Did You Give Your Child The Vitamin K Shot?
There are risks to skipping it. Hemorrhaging babies being the most gnarly.
Good morning everyone.
I hope you all had a terrific Fourth of July. I spent America’s 250th birthday in Washington, D.C., which was exciting in some respects and saddening in others—namely because I couldn’t be in northern Idaho, where my brother Elisha hosted what looked like a killer cookout and a fiddle contest of sorts.
Lucky for them I wasn’t at the competition. Fortunately for the country, given my proximity to POTUS, I was instead able to lend my expertise on Middle East foreign policy, which is why we’re bombing Iran again.
There I was in the Situation Room advising, “Mr. President, we’ve gotta strike while we can.”
Needless to say, my Raytheon stock is looking great.
Now let’s get to some health news.
In today’s letter:
Vitamin K shot for newborns (y/n)
Creatine’s anti-cancer potential
Bryan Johnson’s quest to live forever hits an autoimmune road block
Lionel Messi x ROB collab (?)
Protein ice cream
An Idaho mother who publicly claimed her 18-month-old twins died from vaccines is now being charged with their murders.
“They’ll say it’s a one-in-a-million bleeding risk,” said Dr. Annemarie Stroustrup, the senior vice president of pediatric services at Northwell Health, a large health care network in New York and Connecticut where several infants have hemorrhaged in the past two years. “It’s decidedly not.”
The New York Times ran a piece highlighting the increase in parents choosing not to give their newborns vitamin K shots, which are essential for blood clotting. If a newborn begins to bleed, things can get dicey scary, and sometimes, fatal. But many parents are choosing to opt out of the shot, citing concerns about the ingredients it contains.

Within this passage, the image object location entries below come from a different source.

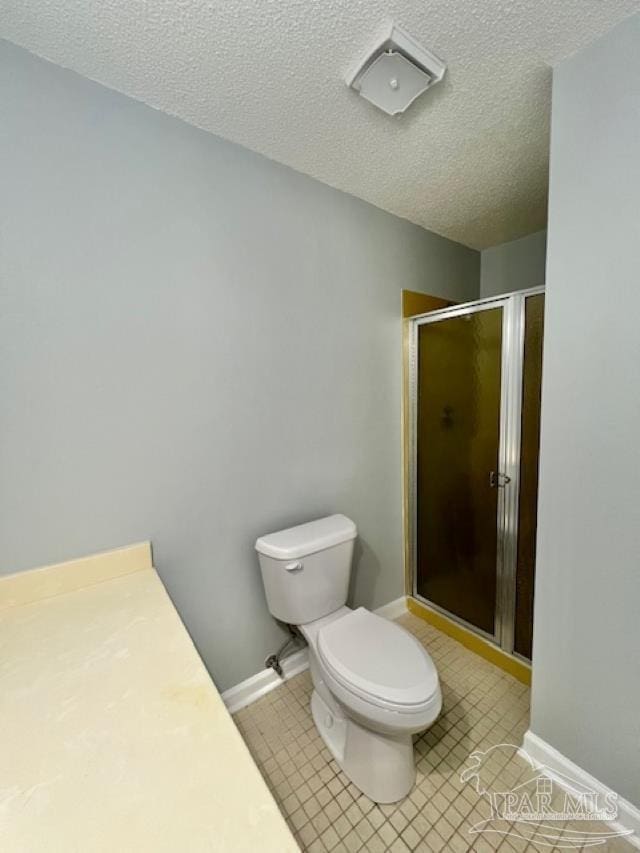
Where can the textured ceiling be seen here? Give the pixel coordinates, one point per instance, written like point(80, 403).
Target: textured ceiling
point(469, 158)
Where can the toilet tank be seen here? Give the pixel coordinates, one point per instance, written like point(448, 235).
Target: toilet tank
point(306, 569)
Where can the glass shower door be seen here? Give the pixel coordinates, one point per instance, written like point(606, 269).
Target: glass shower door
point(475, 382)
point(458, 429)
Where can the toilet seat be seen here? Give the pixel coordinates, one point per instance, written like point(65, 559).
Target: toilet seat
point(379, 662)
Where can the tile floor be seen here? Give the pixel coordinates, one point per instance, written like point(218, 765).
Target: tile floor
point(483, 707)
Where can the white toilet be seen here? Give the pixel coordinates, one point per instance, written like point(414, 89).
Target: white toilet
point(374, 684)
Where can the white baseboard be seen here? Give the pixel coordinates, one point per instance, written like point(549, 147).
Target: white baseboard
point(559, 767)
point(263, 682)
point(266, 680)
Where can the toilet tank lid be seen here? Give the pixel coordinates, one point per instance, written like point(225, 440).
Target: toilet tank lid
point(305, 539)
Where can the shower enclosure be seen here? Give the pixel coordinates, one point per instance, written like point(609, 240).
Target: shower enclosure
point(474, 395)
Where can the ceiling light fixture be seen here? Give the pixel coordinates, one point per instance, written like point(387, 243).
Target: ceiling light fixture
point(396, 71)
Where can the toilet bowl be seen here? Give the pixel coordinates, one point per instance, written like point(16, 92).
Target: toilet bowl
point(374, 684)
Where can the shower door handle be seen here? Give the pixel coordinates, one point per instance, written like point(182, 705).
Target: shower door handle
point(498, 480)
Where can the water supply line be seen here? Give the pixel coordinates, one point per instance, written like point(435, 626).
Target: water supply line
point(274, 661)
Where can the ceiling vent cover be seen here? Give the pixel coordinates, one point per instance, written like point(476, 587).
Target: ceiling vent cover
point(396, 71)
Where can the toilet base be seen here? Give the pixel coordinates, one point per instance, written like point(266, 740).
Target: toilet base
point(380, 765)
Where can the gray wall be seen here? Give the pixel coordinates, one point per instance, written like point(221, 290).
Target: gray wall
point(197, 346)
point(516, 265)
point(586, 657)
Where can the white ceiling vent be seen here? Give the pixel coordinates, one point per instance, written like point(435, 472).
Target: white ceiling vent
point(396, 71)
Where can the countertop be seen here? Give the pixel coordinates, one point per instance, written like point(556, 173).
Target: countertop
point(114, 737)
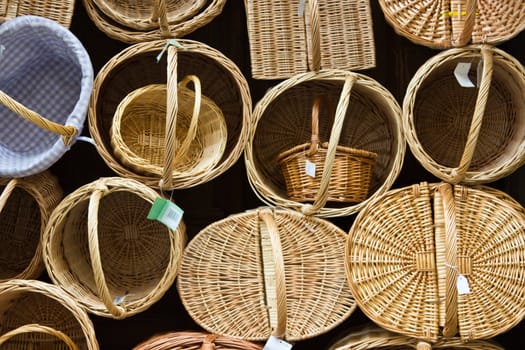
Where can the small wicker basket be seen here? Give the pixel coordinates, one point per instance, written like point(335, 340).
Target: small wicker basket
point(431, 271)
point(101, 248)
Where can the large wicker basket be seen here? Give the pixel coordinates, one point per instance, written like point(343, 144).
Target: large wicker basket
point(38, 315)
point(428, 261)
point(287, 39)
point(135, 67)
point(101, 248)
point(448, 23)
point(467, 134)
point(367, 118)
point(25, 207)
point(266, 272)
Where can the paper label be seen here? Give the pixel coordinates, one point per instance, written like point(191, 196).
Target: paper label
point(275, 343)
point(461, 74)
point(166, 212)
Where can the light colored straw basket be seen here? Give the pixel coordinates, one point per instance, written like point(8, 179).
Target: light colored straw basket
point(161, 14)
point(38, 315)
point(266, 272)
point(46, 83)
point(101, 249)
point(367, 118)
point(25, 207)
point(467, 134)
point(454, 23)
point(297, 36)
point(136, 67)
point(432, 260)
point(58, 11)
point(195, 341)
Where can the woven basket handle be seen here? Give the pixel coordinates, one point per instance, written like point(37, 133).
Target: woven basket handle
point(340, 113)
point(94, 253)
point(31, 328)
point(458, 174)
point(68, 132)
point(275, 255)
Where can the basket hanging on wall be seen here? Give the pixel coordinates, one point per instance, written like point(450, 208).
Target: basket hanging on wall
point(101, 249)
point(361, 146)
point(44, 93)
point(35, 314)
point(25, 207)
point(470, 134)
point(266, 272)
point(431, 260)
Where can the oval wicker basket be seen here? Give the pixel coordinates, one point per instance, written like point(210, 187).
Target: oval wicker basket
point(101, 248)
point(135, 67)
point(367, 118)
point(44, 92)
point(428, 261)
point(25, 207)
point(266, 272)
point(38, 315)
point(195, 341)
point(449, 23)
point(467, 134)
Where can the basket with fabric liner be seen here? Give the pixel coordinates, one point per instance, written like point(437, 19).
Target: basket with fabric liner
point(467, 134)
point(102, 250)
point(431, 261)
point(195, 341)
point(25, 207)
point(135, 67)
point(44, 92)
point(39, 315)
point(266, 272)
point(455, 23)
point(367, 118)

I genuinely see why some parents choose not to give the shot, either opting out altogether or choosing an oral form of vitamin K instead. But reading these stories in the Times—very graphic, very sad—was sobering. I understand that the story is meant to make us scared, and honestly, it accomplished that.
Sometimes in the holistic health space, it’s said that we shouldn’t make decisions out of fear. That we should trust our intuition and trust the body. Again, I understand the heart behind this, and I generally agree. But I can’t sign off on it as a life motto for major medical decisions. Sometimes fear should be the deciding factor.